Some of the most common include:

Access Control: Network access control (NAC), or simply "access control," helps you manage which users are authorized to access your network. It enables your security teams to recognize every user and device that attempts to access the network. You can then deploy policies to verify users or block noncompliant devices.

Antivirus and Anti-Malware: Malicious software like ransomware, spyware, Trojan horses, viruses and worms pose a significant threat to network security. It's crucial to discover this traffic as soon as it attempts to enter a network and prevent it from doing any harm. Antivirus and anti-malware software scans incoming traffic for potentially malicious files and continuously tracks the network for abnormal activity, removes suspicious files and fixes the damage.

Application Security: The software you rely on to run your business needs to be protected and updated at all times. Applications can easily present holes and vulnerabilities that hackers can exploit to gain access to your network and launch a cyberattack. You need to ensure all software is updated as soon as patches become available and use hardware and processes to close potential security holes immediately.

Behavioral Analysis: To understand whether your network is at risk, you first need to understand and define normal behavior. After setting a baseline of normal activity, you can then use behavioral analytics tools to automatically discover anything out of the ordinary that could pose a threat. Your security team can then explore the threat for potentially malicious activity and block and remediate the threat.

Data Loss Prevention (DLP): Your users remain one of the biggest threats to the security of your network. DLP technology stops employees from extracting and sharing sensitive corporate data outside your network.

Firewalls: A firewall creates a barrier between your trusted network and untrusted external sources, such as traffic from the internet. You can define rules that allow your firewall to decide whether to allow or block incoming traffic. Next-generation firewalls provide deeper visibility of your network and evolve with the pace of the threat landscape, ensuring constant protection against the latest attack vectors.

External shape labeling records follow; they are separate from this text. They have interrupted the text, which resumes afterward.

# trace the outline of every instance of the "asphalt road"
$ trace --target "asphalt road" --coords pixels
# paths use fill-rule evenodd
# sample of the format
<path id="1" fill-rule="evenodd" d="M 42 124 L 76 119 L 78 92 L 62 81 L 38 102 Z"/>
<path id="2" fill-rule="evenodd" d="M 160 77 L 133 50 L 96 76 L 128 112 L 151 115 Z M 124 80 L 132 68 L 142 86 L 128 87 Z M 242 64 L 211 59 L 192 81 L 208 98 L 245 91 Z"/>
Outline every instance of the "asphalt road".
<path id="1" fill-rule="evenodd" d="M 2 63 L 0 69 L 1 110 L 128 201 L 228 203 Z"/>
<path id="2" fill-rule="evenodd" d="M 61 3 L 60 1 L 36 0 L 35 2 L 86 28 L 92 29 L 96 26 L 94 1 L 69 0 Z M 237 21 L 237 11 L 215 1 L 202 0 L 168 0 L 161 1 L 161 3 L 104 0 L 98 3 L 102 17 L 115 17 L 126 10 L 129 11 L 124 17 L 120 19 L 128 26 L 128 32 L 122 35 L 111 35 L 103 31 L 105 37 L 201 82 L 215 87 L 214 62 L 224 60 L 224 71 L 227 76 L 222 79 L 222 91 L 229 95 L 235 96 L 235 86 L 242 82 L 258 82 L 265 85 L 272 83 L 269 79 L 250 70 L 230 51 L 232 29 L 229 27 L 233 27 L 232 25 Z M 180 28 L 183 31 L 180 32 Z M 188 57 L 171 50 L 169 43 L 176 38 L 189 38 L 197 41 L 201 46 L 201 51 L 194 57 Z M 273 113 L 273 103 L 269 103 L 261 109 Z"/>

Intrusion Prevention System (IPS): An IPS monitors your network for abnormal or irregular behavior and malicious activity then takes action to prevent damage to your data and users. It also sends information about the attack to your system admins, who can then close potential access points and configure firewalls to prevent further threats.

Network Segmentation: Network segmentation divides your network into smaller sections, also known as subnets. Each segment acts as an individual network, which gives your security teams greater control and visibility over incoming traffic.

Security Information and Event Management: SIEM software collects data from across your infrastructure to analyze and categorize security incidents, such as failed logins and malware activity. It sends alerts and reports on these events to your security team, who can identify and respond to potential security threats. You can also integrate Security Orchestration, Automation, and Response (SOAR) to keep pace with evolving threats.